First, the distribution stream is not a yield on a stable underlying. The cash that BITO distributes comes from realized short-term gains on its CME Bitcoin futures positions and from short-term Treasury collateral interest, not from any operating cash flow of an underlying business. The "yield" measurement on the calculator page is a trailing-twelve-month figure divided by current NAV, and it can swing by a factor of five or ten across different windows depending on Bitcoin's path. There is no structural reason for the trailing yield in any given period to predict the yield in any subsequent period.
Second, the per-share distribution does not have a growth driver in the dividend-policy sense. Conventional dividend stocks raise their per-share rate as earnings grow, and a five-or-ten-percent annual DGR is a plausible model for a mature dividend payer with a stable business. BITO's per-share distribution rises and falls with Bitcoin's volatility regime — there is no Board of Directors committing to annual increases, no payout policy targeting a particular percentage of earnings, and no underlying business whose earnings progression supports a growth trajectory. The calculator's DGR input is a mathematical placeholder; a non-zero multi-year DGR for BITO is modeling an assumption about Bitcoin's path, not a continuation of a dividend-growth policy.
Third, NAV is tightly correlated with Bitcoin's price, which is one of the most volatile mainstream assets globally. The calculator implicitly assumes the principal value compounds at the share-count growth rate (under DRIP) — but if Bitcoin enters a multi-year drawdown, the principal value declines even as the share count grows, and the dollar income arriving each month falls because the per-share rate is calculated against a lower NAV. A long-horizon projection that ignores this principal-value sensitivity overstates the realized dollar income meaningfully in any Bitcoin-downturn scenario.

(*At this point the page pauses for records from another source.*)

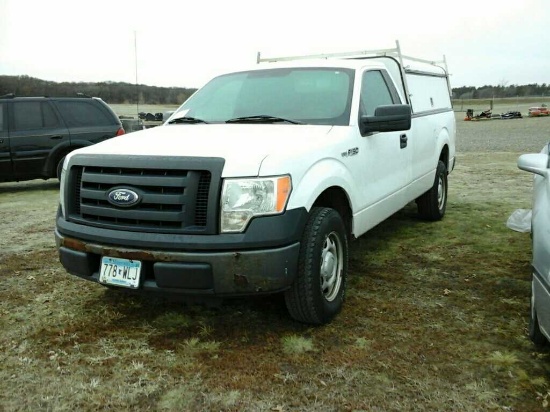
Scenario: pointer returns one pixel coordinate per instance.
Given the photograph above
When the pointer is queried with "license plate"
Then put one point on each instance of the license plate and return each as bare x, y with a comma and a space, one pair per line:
120, 272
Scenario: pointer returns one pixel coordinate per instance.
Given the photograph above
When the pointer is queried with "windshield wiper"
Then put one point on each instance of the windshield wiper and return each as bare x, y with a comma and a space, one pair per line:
186, 119
261, 119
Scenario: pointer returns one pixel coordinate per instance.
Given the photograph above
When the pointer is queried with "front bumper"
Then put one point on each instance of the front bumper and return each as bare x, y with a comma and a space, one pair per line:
217, 266
190, 273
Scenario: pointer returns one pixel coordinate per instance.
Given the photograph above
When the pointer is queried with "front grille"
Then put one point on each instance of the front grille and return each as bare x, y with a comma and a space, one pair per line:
172, 200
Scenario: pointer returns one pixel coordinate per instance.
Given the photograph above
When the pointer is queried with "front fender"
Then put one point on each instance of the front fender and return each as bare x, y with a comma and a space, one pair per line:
319, 177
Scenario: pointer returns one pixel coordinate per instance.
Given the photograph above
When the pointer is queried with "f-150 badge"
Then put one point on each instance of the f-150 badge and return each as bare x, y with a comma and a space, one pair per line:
351, 152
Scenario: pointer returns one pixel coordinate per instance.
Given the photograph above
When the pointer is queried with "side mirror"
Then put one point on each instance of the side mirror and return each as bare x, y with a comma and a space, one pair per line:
535, 163
392, 118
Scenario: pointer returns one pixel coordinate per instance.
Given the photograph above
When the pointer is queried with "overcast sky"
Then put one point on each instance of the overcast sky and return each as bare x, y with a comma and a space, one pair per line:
184, 43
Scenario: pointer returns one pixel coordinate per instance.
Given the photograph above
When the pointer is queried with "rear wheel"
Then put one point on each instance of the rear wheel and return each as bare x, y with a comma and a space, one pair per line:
535, 333
317, 294
432, 204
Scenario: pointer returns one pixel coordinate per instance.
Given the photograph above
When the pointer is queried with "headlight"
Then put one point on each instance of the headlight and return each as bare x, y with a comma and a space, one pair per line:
242, 199
62, 191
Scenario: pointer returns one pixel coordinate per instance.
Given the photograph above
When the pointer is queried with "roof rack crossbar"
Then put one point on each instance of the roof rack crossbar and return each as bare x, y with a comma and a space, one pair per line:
392, 52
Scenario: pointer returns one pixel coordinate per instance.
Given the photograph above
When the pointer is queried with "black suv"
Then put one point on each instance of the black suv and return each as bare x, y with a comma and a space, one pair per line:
37, 132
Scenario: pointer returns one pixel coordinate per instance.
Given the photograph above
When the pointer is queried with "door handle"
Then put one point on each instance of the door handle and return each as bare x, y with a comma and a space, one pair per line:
403, 141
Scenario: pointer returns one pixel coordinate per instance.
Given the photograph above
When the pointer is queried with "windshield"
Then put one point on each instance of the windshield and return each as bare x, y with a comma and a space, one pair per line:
299, 95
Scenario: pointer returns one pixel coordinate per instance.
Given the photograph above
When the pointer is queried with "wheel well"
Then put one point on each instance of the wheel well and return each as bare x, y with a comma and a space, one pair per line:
336, 198
444, 156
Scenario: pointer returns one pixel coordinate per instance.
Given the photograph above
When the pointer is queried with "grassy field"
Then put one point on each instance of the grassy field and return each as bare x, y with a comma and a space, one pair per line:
435, 317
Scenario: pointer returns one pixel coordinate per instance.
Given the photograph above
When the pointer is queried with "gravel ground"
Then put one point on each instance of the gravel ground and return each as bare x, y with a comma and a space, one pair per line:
527, 135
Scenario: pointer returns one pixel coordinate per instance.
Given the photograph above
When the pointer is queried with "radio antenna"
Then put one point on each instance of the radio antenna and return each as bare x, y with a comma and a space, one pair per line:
137, 86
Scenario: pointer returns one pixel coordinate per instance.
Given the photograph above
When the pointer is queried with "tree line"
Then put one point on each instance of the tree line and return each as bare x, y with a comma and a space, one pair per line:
111, 92
127, 93
501, 91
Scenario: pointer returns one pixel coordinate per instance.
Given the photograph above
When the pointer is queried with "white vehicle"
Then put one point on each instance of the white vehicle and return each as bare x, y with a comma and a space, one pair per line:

The honest reading is that the calculator can mechanically produce a projection for BITO, but the projection is approximately a projection of a specific Bitcoin scenario rather than a continuation of a yield-and-DGR structure. Investors who want Bitcoin price exposure should model that exposure directly using a spot Bitcoin ETF and a Bitcoin price scenario; investors who want a high-yield monthly income stream should look at quality-screened or covered-call income ETFs (JEPI, JEPQ, QQQI) with operating-economics anchors that the calculator framework can reasonably model. BITO sits in a third category where neither framing fully fits, and the calculator on this page should be used with that understanding. Educational only; not a forecast.
Sources & methodology
Dividend history and price data come from Polygon.io's reference and aggregates endpoints. Forward yield is computed as the sum of the most recent four cash distributions divided by the previous-close share price. The dividend growth rate shown on this page is the compound annual growth rate of total annual distributions across the available history in this snapshot.
Last updated: 2026-05-15.
Information here is for educational purposes only and does not constitute investment advice. Past dividend history does not guarantee future payments. Verify all figures with the issuer or a registered financial advisor before making investment decisions.